The backward call uses these grad_fns to calculate the gradient and store it in the .grad attribute of the parameters:

> tensor([[1.1757]])

thanks for the reply
but what are the fundamental differences between torch.nn.Conv1d and torch.nn.functional.conv1d ?
i guess nn.Conv1d initializes the kernel weights automatically and nn.functional.conv1d needs an input kernel…

My doubts…

  • does gradient calculation and back-prop work in the same way for both of the above mentioned methods?
  • where would i want to use nn over nn.functional and vice-versa ? (what is the need for nn.functional.conv1d when you already have nn.Conv1d ? )
1 Like

Have a look at this post for some more information and my point of view.

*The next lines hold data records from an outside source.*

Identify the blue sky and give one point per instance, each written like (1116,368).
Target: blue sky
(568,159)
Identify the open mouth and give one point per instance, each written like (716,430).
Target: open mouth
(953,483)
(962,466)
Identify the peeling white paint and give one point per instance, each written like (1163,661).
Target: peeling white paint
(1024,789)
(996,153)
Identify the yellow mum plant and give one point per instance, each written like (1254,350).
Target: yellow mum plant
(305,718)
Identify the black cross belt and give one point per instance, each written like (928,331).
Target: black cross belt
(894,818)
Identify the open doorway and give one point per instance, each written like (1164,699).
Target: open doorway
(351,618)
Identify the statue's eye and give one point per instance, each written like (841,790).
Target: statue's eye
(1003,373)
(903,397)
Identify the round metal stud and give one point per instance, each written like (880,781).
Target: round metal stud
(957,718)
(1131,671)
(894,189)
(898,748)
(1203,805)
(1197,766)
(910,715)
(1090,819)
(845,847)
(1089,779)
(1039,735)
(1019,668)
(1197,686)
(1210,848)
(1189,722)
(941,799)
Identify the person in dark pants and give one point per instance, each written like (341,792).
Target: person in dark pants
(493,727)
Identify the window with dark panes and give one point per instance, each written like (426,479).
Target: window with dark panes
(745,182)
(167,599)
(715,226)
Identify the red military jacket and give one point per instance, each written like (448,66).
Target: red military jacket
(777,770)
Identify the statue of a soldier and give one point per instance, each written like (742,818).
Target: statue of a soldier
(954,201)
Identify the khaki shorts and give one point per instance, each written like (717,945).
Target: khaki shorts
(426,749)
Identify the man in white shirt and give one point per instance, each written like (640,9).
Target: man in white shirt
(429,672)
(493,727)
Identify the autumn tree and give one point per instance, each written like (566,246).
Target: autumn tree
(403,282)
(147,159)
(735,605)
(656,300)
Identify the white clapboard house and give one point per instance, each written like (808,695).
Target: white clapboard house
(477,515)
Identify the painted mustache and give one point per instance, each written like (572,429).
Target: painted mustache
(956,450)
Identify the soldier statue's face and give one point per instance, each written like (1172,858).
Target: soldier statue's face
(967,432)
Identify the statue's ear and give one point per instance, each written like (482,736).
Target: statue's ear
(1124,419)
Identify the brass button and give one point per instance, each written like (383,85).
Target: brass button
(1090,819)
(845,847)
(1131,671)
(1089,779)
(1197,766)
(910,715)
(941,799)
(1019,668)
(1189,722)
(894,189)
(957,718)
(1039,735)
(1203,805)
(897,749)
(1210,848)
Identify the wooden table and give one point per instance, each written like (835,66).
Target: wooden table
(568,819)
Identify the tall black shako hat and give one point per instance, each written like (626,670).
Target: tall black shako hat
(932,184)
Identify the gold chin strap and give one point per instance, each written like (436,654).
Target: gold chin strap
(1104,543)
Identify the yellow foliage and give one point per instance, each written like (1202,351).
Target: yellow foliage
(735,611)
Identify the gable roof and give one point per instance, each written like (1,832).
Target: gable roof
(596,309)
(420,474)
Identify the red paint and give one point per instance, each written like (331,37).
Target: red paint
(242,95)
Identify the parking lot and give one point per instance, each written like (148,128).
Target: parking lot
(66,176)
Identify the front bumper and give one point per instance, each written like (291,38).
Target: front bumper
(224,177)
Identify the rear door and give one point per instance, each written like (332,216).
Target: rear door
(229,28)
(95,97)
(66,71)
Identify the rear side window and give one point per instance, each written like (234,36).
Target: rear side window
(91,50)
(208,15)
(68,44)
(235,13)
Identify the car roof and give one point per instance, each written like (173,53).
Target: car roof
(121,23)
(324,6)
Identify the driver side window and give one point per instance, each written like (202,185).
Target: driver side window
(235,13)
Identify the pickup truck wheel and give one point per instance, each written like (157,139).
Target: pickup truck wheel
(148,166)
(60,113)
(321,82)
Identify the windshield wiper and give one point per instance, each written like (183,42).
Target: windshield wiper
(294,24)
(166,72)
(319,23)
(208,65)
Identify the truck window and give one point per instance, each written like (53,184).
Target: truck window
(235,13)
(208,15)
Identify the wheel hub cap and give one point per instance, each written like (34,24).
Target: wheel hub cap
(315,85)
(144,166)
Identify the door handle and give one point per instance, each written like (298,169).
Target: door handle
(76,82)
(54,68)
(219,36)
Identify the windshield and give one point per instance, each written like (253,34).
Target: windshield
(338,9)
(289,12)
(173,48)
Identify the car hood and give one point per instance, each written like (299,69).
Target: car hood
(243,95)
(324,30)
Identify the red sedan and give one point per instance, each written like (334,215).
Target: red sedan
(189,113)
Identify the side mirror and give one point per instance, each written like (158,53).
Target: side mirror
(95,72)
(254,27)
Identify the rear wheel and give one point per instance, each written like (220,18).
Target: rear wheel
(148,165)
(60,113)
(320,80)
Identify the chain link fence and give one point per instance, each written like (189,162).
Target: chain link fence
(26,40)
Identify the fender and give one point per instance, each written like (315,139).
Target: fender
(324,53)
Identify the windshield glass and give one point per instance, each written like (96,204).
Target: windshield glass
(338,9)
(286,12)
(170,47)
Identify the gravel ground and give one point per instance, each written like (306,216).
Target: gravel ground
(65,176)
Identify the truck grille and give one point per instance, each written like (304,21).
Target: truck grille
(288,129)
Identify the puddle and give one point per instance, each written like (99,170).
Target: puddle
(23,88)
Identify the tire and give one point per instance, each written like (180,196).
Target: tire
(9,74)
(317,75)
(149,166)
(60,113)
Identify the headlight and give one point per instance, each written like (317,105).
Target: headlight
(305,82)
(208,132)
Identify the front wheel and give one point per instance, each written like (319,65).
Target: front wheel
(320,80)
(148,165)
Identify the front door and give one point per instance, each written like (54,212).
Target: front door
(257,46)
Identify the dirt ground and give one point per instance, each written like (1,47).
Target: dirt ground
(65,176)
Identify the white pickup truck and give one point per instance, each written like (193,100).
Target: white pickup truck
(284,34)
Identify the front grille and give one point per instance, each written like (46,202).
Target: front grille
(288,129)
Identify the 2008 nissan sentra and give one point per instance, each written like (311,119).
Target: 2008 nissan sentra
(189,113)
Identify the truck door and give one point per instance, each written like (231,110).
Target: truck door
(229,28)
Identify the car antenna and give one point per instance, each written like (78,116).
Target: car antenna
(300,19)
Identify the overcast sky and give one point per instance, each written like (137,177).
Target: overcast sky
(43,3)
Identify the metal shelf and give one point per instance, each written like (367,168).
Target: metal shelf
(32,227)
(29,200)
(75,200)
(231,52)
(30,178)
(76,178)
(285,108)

TLDR: the modules (nn.Module) use internally the functional API.
There is no difference as long as you store the parameters somewhere (manually if you prefer the functional API or in an nn.Module “automatically”).
Having the nn.Module containers as an abstraction layer makes development easy and keeps the flexibility to use the functional API.


For my use case, I have added an extra parameter apart from weight and bias. Somehow the gradients for that extra parameter are zero even though requires_grad is true. I can’t seem to figure out why this can happen. Any ideas that anyone can think of? Thanks in advance.